I didn’t train for a sport. I trained for my future. At 17, my 4 a.m. workouts looked like essays not squats. Research papers not sprints.
Every morning, I sat at my desk in the quiet hours, focused on a single goal: paying for college. Six months later, I had won more than $1 million in scholarships.
People saw the celebration. The newspaper features. The banquets. The Sasha wins again headlines. What they did not see were the many rejection letters and the tears that followed. My English teacher running to the bus with my final essay in her hand. The skipped senior skip day, the missed prom and the lunches spent editing applications instead of hanging out.

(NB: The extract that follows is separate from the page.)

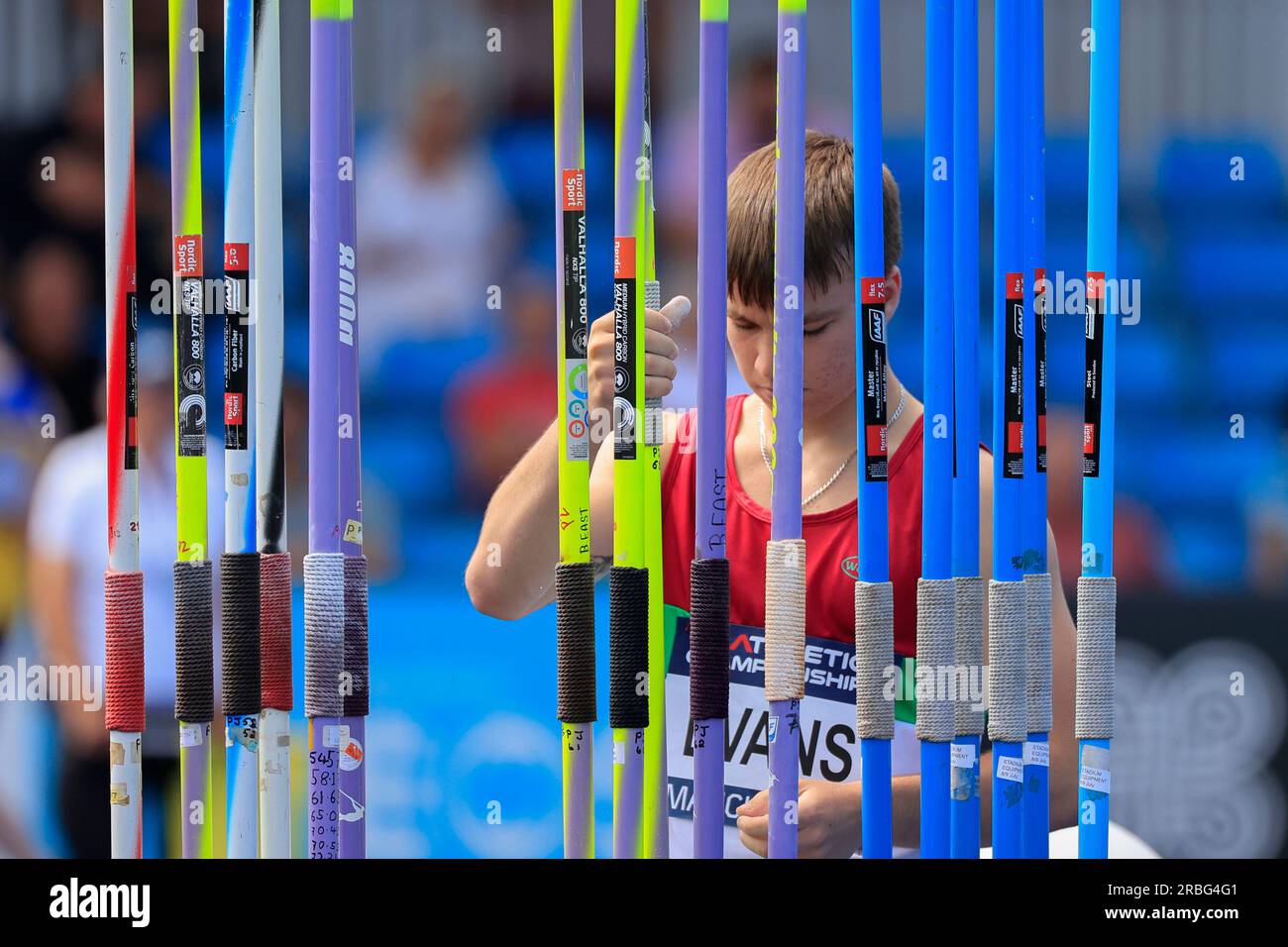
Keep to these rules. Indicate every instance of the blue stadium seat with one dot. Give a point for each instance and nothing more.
(1194, 179)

That season rewired me. It taught me that consistency and grit are my superpowers. That discipline is not glamorous, but it compounds. And that audacity is born in the messy middle.
I treated scholarships like an athlete treats game day. Every essay was a rep. Every rejection was resistance training. Every late night was practice for the person I was becoming.
And guess what? It worked!
Not just because I secured the funding, but because I got the muscle. Mental, emotional, strategic. The same muscle I still flex today when life feels stuck, when doors close and opportunities get quiet.
Lowkey, seventeen-year-old Sash is my fave version of me because babygirl was bold, hungry and audacious AF. She didn’t wait for motivation. She built it. She didn’t chase balance. She chased purpose. She understood something I sometimes forget: you don’t have to feel ready to start. You just have to show up and get your reps in.
So now, when I’m staring down a big challenge, I think back to her. To the girl who trained like her future was on the line because it was.
And every single time, she reminds me: Show up. Get your reps in…and do it again tomorrow.